THREE STARS
This book was just okay. The story was good, but I wasn’t able to connect with any of the characters. I thought they were one-dimensional and I didn’t care about any of them.
I especially had problems with Niall. I thought he was self-centered, greedy, and a crappy father for not taking his daughter into consideration when he was going to marry a woman for her land and for political gain. He thought he was doing it to better the family. No, he wasn’t. He was in it for personal gain. No other reason. I saw right through him.
Kate was on her way to California via Arizona to take a job as a teacher when she’s in a stagecoach wreck and loses her memory. Niall rescued her and took her to his family home where he lived with two of his brothers, his aunt, and his daughter. She wore a wedding ring, so thought she was married and soon discovered she could ride a horse well and was able to teach Niall’s daughter some things she would learn in a schoolroom.
I had a big problem with Niall getting with her. He’s a widower and keeps a mistress in town whom he visits every Friday and not for just conversation. He stays in town all day on Saturday, comes home for dinner on Saturday night, then goes for Sunday dinner with this dreadful woman he intends to marry whom his daughter hates and she hates his daughter. But he thinks Kate is pretty and shows up in her room one night after everybody else has gone to bed. He tells her he will never love her, disregards that she may be married, doesn’t care that she is suffering from amnesia, and has sex with her. As far as I was concerned, she was mentally incapacitated and he took advantage of her. I hated him for that, even if she did give her consent. I didn’t like him before because I thought he was mean to her and after he had sex with her, I loathed him and he never made a comeback.
Then Kate turns into a martyr to the point where I thought she was an idiot. I liked her well enough to that point. After that, I didn’t care about her, either.

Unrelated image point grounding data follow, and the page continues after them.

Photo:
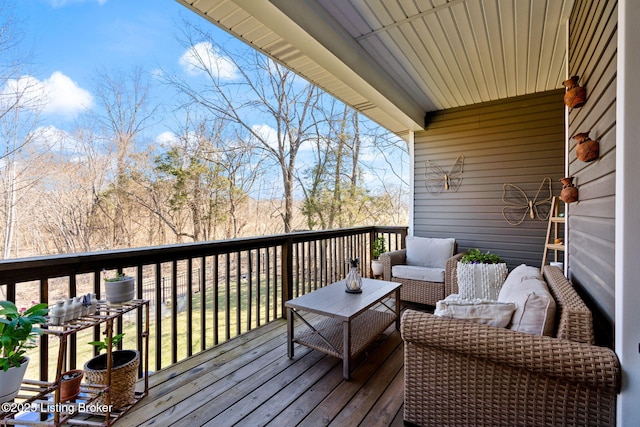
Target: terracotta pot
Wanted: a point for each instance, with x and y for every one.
(124, 373)
(70, 384)
(11, 380)
(569, 192)
(120, 291)
(576, 96)
(587, 149)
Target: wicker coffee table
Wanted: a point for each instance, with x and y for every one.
(349, 323)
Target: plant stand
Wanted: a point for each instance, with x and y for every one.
(39, 401)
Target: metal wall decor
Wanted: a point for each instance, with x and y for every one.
(518, 204)
(436, 179)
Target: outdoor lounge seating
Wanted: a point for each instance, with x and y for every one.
(459, 372)
(425, 268)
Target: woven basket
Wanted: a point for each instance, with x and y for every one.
(124, 374)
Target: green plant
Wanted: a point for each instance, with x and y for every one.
(103, 345)
(475, 256)
(379, 247)
(17, 331)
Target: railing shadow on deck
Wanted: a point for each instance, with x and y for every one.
(201, 294)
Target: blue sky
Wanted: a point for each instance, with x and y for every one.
(70, 40)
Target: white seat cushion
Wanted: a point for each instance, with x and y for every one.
(413, 272)
(429, 252)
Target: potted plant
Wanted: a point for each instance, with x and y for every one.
(480, 275)
(379, 247)
(17, 334)
(119, 288)
(124, 371)
(70, 384)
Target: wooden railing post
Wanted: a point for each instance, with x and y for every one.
(287, 273)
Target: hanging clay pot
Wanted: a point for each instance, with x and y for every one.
(569, 192)
(587, 149)
(576, 96)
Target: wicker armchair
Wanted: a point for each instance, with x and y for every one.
(460, 373)
(419, 291)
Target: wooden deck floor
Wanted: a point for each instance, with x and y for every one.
(250, 381)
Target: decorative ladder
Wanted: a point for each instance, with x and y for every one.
(556, 244)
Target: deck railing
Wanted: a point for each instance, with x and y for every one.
(201, 293)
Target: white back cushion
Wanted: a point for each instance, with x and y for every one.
(535, 307)
(429, 252)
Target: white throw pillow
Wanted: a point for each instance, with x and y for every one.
(429, 252)
(482, 281)
(521, 273)
(535, 307)
(490, 313)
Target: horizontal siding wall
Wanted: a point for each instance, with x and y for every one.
(518, 141)
(591, 250)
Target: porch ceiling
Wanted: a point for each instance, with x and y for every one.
(395, 60)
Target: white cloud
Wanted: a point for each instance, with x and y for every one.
(266, 133)
(56, 95)
(64, 96)
(203, 57)
(63, 3)
(167, 139)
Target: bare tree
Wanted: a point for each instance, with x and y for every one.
(127, 110)
(249, 90)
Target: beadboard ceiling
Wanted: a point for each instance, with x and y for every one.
(396, 60)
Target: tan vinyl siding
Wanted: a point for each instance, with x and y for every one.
(593, 56)
(517, 140)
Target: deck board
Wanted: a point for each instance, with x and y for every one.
(250, 381)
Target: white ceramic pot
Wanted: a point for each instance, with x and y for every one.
(11, 380)
(121, 291)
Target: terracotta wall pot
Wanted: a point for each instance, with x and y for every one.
(569, 192)
(576, 96)
(587, 149)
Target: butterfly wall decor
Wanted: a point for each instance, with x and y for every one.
(519, 204)
(436, 179)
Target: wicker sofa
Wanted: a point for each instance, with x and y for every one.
(461, 373)
(419, 291)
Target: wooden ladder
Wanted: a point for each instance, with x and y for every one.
(553, 242)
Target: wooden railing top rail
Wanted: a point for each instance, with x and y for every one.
(51, 266)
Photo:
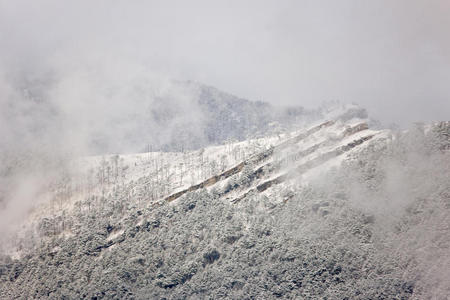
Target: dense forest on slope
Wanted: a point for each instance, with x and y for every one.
(374, 228)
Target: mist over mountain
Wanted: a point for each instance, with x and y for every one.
(322, 206)
(225, 149)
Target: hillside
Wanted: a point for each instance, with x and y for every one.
(331, 210)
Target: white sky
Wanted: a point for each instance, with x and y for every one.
(391, 56)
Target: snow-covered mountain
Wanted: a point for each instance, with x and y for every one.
(321, 206)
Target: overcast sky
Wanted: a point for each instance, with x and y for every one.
(392, 57)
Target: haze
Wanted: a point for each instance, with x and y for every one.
(392, 57)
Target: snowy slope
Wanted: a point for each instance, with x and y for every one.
(334, 209)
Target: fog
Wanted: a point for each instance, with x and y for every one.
(391, 57)
(73, 70)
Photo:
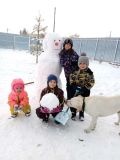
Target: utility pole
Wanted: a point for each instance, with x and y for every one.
(54, 19)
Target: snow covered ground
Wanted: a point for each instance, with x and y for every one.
(27, 138)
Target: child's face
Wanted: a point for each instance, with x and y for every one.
(18, 88)
(52, 84)
(67, 46)
(82, 66)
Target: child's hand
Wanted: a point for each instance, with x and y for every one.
(16, 106)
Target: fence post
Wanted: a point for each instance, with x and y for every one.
(96, 48)
(29, 44)
(13, 41)
(116, 51)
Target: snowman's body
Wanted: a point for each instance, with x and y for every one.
(49, 62)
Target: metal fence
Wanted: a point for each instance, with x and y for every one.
(101, 49)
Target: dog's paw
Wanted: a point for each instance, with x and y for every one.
(87, 130)
(116, 123)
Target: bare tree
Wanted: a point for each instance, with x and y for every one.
(23, 32)
(38, 34)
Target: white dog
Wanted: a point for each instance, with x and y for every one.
(97, 106)
(48, 62)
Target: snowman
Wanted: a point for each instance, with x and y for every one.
(49, 62)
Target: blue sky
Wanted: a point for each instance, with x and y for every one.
(88, 18)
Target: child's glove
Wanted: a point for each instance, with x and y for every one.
(78, 91)
(57, 109)
(44, 110)
(16, 106)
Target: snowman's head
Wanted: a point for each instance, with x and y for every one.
(52, 43)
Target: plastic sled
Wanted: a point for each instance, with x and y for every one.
(63, 117)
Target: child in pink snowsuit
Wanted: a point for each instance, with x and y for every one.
(18, 98)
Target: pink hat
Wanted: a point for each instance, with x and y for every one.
(17, 82)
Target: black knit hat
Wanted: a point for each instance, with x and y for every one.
(83, 59)
(52, 77)
(68, 41)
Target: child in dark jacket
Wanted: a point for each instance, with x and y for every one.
(69, 61)
(81, 82)
(42, 112)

I didn’t feel the two of them falling in love. There was no chemistry. I was hoping for some sort of interaction between Niall and his daughter. We got a short bit of him taking her to Jocelyn’s house for Sunday dinner and him defending her when Jocelyn wanted to discipline her. I was surprised he did that. It wasn’t going to benefit him.
There were a couple instances of wrong word usage (main instead of mane, imaging instead of imagining) that weren’t serious enough to take away from the reading experience. But Niall ruined this story for me and soured me on the series.
Many will love this book. It just wasn’t for me.